Limitations & Future Work

  • Dependent on reference solution quality—errors in reference solutions (e.g., known annotation noise in MATH) propagate into the annotations.
  • Step granularity mismatch may hinder alignment—a single candidate step may correspond to multiple reference steps, complicating alignment.
  • ICL is constrained by context window length—very long reasoning chains may not be fully processed in a single generation.
  • Evaluation is limited to mathematical, QA, and spatial reasoning tasks; other multi-step reasoning domains such as code generation remain unexplored.
  • Ensemble strategies combining SPARE and MCTS warrant further investigation.
  • vs. MCTS-based methods (Math-Shepherd, OmegaPRM): MCTS infers step quality from final outcomes via multiple rollouts per step—computationally expensive but with high recall. SPARE uses direct reference alignment for evaluation, achieving 2.3× speedup at the cost of slightly lower recall. The two approaches are complementary.
  • vs. GenRM (Zhang et al. 2025): GenRM uses a stronger model to generate synthetic reasoning traces as reference; it functions as an ORM rather than a true PRM. SPARE provides genuine step-level process supervision without requiring a stronger teacher model.
  • vs. ThinkPRM (Khalifa 2025): ThinkPRM generates verification reasoning with a stronger model and additionally requires human step labels from PRM800K for filtering.
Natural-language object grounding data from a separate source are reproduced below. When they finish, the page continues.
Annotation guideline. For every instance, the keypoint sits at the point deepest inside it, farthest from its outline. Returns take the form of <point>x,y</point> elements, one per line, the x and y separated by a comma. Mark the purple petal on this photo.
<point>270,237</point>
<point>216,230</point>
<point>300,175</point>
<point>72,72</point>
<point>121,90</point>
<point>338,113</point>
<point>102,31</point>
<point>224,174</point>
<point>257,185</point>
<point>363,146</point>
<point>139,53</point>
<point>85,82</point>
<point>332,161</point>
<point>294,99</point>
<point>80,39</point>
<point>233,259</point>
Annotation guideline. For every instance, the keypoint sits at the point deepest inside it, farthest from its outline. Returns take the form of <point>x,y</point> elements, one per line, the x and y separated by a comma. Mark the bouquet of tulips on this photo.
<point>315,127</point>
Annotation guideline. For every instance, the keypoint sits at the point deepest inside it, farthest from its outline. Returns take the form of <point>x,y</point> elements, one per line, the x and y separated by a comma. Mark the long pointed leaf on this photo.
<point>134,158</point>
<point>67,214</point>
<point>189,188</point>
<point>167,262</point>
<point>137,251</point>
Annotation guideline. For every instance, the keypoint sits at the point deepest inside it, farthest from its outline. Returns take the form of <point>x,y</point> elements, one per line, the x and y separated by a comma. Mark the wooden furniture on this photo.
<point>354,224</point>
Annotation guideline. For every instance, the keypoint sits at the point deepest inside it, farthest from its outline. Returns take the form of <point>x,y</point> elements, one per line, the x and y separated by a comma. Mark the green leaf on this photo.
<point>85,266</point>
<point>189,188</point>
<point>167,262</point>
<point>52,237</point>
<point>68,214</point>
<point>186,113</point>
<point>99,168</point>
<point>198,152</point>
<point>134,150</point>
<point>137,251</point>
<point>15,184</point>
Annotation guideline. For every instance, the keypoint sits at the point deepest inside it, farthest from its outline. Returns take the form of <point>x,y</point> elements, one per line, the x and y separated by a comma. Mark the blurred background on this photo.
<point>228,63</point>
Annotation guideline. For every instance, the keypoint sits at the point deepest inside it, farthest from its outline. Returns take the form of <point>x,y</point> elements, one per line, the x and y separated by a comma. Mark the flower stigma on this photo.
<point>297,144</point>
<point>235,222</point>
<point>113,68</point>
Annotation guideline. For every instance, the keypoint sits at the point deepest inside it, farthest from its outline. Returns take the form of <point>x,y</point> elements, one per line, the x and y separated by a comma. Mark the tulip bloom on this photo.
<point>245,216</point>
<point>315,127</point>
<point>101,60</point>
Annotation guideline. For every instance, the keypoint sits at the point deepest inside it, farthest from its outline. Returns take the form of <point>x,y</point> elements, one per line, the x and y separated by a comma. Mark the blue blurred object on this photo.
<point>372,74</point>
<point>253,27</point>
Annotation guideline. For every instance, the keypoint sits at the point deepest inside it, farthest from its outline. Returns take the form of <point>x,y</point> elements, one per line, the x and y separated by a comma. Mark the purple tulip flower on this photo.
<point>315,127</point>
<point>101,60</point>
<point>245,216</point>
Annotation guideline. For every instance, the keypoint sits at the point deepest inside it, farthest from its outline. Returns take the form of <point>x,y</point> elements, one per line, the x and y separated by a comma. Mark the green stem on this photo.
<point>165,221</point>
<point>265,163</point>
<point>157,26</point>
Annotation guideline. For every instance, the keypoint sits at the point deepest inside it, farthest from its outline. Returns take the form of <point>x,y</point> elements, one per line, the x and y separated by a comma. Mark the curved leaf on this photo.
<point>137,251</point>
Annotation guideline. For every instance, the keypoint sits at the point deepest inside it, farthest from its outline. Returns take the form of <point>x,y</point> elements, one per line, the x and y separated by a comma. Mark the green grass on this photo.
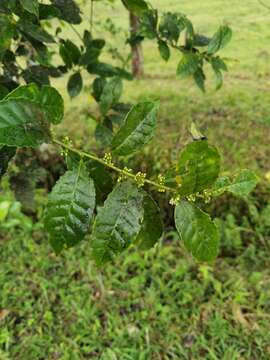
<point>158,305</point>
<point>161,304</point>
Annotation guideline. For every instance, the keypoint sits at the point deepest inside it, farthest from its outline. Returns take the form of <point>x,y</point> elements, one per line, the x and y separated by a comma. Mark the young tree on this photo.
<point>136,46</point>
<point>118,211</point>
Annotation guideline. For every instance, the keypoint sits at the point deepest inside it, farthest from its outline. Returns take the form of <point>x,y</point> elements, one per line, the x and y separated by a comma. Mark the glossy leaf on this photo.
<point>200,78</point>
<point>138,7</point>
<point>118,222</point>
<point>188,65</point>
<point>171,25</point>
<point>198,167</point>
<point>6,33</point>
<point>70,208</point>
<point>137,130</point>
<point>103,135</point>
<point>220,39</point>
<point>75,84</point>
<point>164,50</point>
<point>111,94</point>
<point>152,225</point>
<point>98,87</point>
<point>35,31</point>
<point>69,10</point>
<point>197,231</point>
<point>22,123</point>
<point>48,98</point>
<point>241,185</point>
<point>6,154</point>
<point>31,6</point>
<point>69,53</point>
<point>47,12</point>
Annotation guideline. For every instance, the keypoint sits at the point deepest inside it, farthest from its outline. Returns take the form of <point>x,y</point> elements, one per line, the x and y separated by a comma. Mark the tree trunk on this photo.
<point>136,49</point>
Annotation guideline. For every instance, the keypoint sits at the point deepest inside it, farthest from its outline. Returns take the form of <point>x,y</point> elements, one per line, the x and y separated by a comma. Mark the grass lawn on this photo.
<point>160,304</point>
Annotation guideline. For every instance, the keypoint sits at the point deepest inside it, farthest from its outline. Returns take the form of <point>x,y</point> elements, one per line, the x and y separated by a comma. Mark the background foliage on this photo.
<point>211,312</point>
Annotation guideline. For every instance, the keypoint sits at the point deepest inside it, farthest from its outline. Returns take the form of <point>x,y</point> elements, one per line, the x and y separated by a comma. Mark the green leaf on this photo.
<point>201,40</point>
<point>102,179</point>
<point>152,226</point>
<point>117,223</point>
<point>3,92</point>
<point>197,231</point>
<point>52,103</point>
<point>198,167</point>
<point>22,123</point>
<point>75,84</point>
<point>171,26</point>
<point>199,78</point>
<point>111,94</point>
<point>35,31</point>
<point>98,87</point>
<point>69,11</point>
<point>6,154</point>
<point>47,12</point>
<point>138,129</point>
<point>188,65</point>
<point>31,6</point>
<point>6,33</point>
<point>138,7</point>
<point>164,50</point>
<point>220,39</point>
<point>218,66</point>
<point>70,208</point>
<point>242,184</point>
<point>48,98</point>
<point>69,53</point>
<point>103,135</point>
<point>108,70</point>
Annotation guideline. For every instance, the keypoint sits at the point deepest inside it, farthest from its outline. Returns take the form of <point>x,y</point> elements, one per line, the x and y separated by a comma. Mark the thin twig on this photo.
<point>263,4</point>
<point>91,16</point>
<point>112,166</point>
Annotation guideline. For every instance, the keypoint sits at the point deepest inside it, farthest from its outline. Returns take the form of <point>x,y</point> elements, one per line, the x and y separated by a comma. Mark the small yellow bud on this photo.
<point>140,178</point>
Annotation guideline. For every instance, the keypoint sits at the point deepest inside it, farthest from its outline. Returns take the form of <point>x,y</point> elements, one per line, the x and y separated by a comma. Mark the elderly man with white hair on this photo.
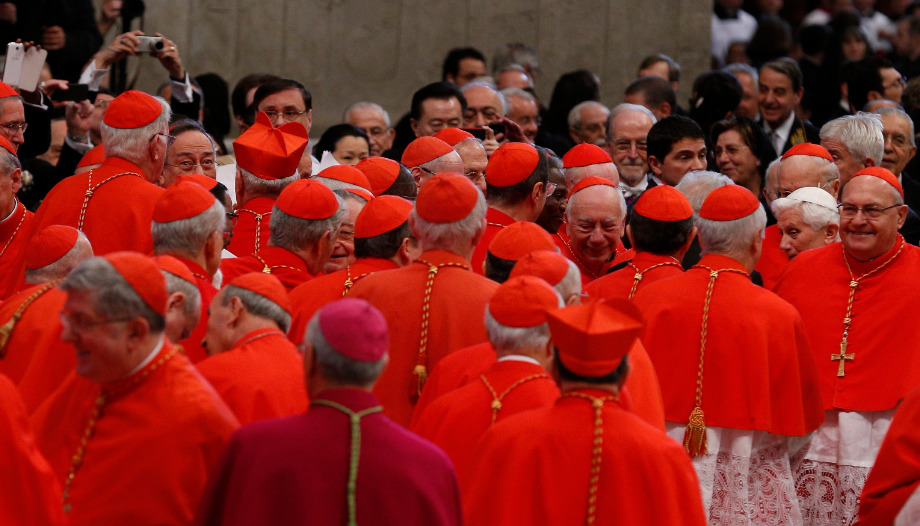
<point>806,219</point>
SPARE requires no human step labels whatsoever.

Rating

  • Novelty: ⭐⭐⭐⭐ — Efficient single-pass joint alignment and evaluation design; novel approach to reusing reference solutions.
  • Experimental Thoroughness: ⭐⭐⭐⭐⭐ — Four diverse reasoning benchmarks, two downstream applications (PRM + RL), efficiency analysis, and complementarity analysis.
  • Writing Quality: ⭐⭐⭐⭐ — Clear architectural diagrams; the NLI analogy aids comprehension.
  • Value: ⭐⭐⭐⭐⭐ — Substantially reduces the cost of acquiring step-level process supervision, with direct practical utility for PRM training.